My first exposure to George Carlin was in 1982, when HBO aired his "Carlin at Carnegie" stand-up special. When I saw the advert—featuring a clip of Carlin talking about the clichéd criminal warning of "Don't try anything funny," and then adding, "When they're not looking, I like to go …," followed by a brief explosion of goofy expressions and pantomime—I immediately asked my parents if I could tape it on our new BetaMax video recorder.
That was a hilarious bit. But when I finally watched the special, Carlin blew my doors off. Whether he was spinning a yarn about Tippy, his farting dog, or analyzing the contents of his fridge, Carlin expressed himself not only humorously, but amazingly eloquently as well. I was, as they say, in stitches.
And that was before he got to the Seven Words You Can't Say on Television.
I was 12 years old, watching a man many years my senior curse a blue streak while exposing the hypocrisy of a medium (and a society) that couldn't deal with the public usage of terms they probably employed regularly in their private lives. And while he seemed to revel in being a rebel, here was a man who also clearly loved the English language, warts and all—even the so-called "bad words" (although, as George would say, there are no such things as "bad words"). I wouldn't say George Carlin taught me obscenities, but I would definitely say he taught me that the casual use of obscenities wasn't reserved just for drunken sailors, as the old chestnut goes; even intelligent people were allowed to incorporate them into their everyday conversations (because George was nothing if not intelligent).
From that moment forward, I was an instant Carlin disciple.

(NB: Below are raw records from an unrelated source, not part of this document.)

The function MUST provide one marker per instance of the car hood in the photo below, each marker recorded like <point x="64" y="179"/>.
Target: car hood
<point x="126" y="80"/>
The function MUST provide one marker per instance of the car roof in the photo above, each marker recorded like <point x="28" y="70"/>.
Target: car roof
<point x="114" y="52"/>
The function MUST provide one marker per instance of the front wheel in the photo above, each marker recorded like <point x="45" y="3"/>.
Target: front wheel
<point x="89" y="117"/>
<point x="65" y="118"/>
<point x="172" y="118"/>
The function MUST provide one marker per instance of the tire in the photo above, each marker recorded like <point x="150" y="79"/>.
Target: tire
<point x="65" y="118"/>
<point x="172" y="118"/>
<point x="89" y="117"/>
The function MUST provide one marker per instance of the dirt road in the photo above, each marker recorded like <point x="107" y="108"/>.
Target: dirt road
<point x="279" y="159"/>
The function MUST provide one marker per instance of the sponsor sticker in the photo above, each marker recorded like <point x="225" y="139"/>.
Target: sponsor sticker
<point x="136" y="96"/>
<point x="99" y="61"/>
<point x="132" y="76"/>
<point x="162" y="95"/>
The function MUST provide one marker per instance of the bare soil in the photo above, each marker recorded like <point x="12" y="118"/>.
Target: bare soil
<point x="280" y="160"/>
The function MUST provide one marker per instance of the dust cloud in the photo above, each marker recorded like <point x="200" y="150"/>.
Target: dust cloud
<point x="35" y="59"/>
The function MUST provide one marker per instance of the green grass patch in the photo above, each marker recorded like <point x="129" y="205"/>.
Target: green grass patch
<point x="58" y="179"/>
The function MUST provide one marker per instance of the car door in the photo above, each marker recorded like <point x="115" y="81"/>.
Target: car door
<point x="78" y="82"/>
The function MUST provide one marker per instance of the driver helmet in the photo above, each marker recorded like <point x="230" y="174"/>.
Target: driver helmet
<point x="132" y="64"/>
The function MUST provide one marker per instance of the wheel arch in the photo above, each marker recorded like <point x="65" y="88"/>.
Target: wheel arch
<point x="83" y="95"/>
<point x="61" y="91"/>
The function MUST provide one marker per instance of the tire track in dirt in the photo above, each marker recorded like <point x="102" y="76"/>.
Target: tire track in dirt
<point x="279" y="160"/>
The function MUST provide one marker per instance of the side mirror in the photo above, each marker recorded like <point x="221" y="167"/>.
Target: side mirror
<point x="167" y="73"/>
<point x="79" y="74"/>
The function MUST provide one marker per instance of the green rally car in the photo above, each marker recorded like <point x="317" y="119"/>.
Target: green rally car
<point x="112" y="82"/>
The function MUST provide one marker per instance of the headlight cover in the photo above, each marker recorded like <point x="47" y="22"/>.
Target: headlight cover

I bought every album, watched every HBO special, and even sat through "The Prince of Tides" just because he played a small role in the film. I spent years turning friends on to the Cult of Carlin, the World According to George, and even made pilgrimages to see him perform live (the first occasion being a gig at Farleigh Dickinson University in 1988). Carlin influenced my speech and my writing. Carlin replaced Catholicism as my religion.